Contrary to popular belief that almost every district in Punjab was equally unsafe, the latest report of the Punjab Governance Reform Commission (PGRC) has suggested a huge variation in road traffic across the state with districts like Ludhiana recording almost seven times more fatal accidents as compared to Muktsar.
According to the report, five districts of Fatehgarh Sahib, Ropar, Patiala and Barnala were highly prone to fatal accidents.
Incidentally, Kapurthala topped the "road accident per one lakh population", only to be followed by Mohali and Fatehgarh Sahib - otherwise known to be small and peaceful districts. Traffic management has been put as one of the major challenges before the government as the "existing infrastructure has become dysfunctional leading to the widespread violation of traffic rules".
According to the data provided by the PGRC of the first three quarters (from January 1, 2009, to September 30, 2009), Ludhiana recorded 604 fatal accidents in 2009, followed by Patiala that had 500, Kapurthala and Gurdaspur reported 347 and 304 accidents. In all, the state had 4,652 cases of fatal accidents till the end of September, which would had further gone up by another 25 per cent by the end of the fourth quarter i.e. December 31.
The PGRC Chairman, Dr Parmod Kumar, said the main reason for the high rate of accidents was due to "increased reliance of the people on personalised transport modes such as cars, two-wheelers and non-motorised transport modes such as bicycles. Along with this, there has been a preponderance of the private transport modes such as tricycles, auto-rickshaws, tempos, and negligible presence of public transport within the cities".
A large number of drivers of motorised vehicles are untrained. This gets compounded by the large number of illiterate drivers.
All this produces anarchy on the roads, the report reads.

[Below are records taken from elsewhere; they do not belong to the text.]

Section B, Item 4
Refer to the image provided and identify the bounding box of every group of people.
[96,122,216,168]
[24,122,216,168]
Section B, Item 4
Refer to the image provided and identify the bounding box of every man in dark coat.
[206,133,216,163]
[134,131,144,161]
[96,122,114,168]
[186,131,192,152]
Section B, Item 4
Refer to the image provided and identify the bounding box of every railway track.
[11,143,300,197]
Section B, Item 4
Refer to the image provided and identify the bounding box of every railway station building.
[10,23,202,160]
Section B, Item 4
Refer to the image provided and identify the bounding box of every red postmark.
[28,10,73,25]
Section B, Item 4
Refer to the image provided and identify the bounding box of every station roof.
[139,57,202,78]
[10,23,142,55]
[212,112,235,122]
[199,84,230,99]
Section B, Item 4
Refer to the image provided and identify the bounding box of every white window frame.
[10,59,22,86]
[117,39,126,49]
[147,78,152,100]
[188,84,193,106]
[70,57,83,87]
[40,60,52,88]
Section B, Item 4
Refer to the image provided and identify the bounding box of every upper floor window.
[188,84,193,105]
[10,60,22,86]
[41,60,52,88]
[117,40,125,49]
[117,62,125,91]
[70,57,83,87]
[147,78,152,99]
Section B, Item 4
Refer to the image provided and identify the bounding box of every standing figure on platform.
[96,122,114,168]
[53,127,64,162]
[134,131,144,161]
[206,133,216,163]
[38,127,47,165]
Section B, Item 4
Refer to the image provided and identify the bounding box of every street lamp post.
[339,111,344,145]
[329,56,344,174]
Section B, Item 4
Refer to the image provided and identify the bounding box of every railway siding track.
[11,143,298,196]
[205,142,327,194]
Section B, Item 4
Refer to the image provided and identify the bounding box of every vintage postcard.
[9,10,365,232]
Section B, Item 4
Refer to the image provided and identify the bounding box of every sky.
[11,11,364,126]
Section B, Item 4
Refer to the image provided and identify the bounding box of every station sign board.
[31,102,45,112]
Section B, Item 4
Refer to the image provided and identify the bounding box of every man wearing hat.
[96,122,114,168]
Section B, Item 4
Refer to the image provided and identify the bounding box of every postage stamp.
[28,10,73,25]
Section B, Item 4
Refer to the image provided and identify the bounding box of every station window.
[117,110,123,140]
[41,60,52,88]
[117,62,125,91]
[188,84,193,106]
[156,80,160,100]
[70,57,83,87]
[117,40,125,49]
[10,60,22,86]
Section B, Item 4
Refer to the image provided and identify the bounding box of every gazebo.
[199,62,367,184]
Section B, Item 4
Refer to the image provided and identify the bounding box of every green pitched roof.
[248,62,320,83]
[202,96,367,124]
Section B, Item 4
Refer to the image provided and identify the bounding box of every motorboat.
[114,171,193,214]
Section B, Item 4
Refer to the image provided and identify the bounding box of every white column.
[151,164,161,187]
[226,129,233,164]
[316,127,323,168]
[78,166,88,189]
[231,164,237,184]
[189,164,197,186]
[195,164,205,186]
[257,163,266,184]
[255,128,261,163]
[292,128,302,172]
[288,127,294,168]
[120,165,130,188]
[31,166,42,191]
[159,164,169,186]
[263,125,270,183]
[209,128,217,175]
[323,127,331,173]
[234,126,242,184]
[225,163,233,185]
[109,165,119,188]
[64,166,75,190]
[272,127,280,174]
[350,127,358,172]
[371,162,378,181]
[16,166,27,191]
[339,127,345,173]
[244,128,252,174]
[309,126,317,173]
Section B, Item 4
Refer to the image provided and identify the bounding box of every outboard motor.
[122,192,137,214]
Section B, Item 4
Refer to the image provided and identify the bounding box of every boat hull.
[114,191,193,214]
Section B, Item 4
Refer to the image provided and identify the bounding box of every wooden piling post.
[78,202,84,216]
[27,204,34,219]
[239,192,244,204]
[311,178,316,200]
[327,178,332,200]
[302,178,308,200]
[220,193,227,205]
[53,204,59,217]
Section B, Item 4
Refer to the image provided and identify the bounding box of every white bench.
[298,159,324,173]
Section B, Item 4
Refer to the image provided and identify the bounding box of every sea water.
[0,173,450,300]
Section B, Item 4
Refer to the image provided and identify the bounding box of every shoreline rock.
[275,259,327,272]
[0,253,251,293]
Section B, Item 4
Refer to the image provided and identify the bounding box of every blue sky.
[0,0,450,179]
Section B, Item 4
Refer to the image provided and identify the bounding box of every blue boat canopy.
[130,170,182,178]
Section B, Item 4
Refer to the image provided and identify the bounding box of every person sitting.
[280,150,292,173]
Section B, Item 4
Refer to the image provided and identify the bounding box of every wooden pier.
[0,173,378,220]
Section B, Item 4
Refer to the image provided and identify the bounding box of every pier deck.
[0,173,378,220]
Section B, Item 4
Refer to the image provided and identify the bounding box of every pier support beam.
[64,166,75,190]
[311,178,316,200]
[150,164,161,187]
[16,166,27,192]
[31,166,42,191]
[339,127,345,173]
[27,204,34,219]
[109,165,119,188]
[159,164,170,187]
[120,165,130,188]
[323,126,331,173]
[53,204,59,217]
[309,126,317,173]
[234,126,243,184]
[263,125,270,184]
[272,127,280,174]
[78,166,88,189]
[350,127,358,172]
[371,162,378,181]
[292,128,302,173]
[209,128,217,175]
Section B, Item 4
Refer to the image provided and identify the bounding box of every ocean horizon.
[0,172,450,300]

Further, the high accidental casualties have been attributed to driving vehicles under the influence of alcohol and drugs, rash driving and the lack of medical facilities along the highways.
The report mentions that enforcement of traffic rules and road-safety norms were compromised. These include not wearing seat belts, violation of traffic signals etc.
With increased mobility, road users like cyclists, motorcyclists were compromised. Also, pedestrians proved to be more prone to injuries as compared to four-wheeler owners.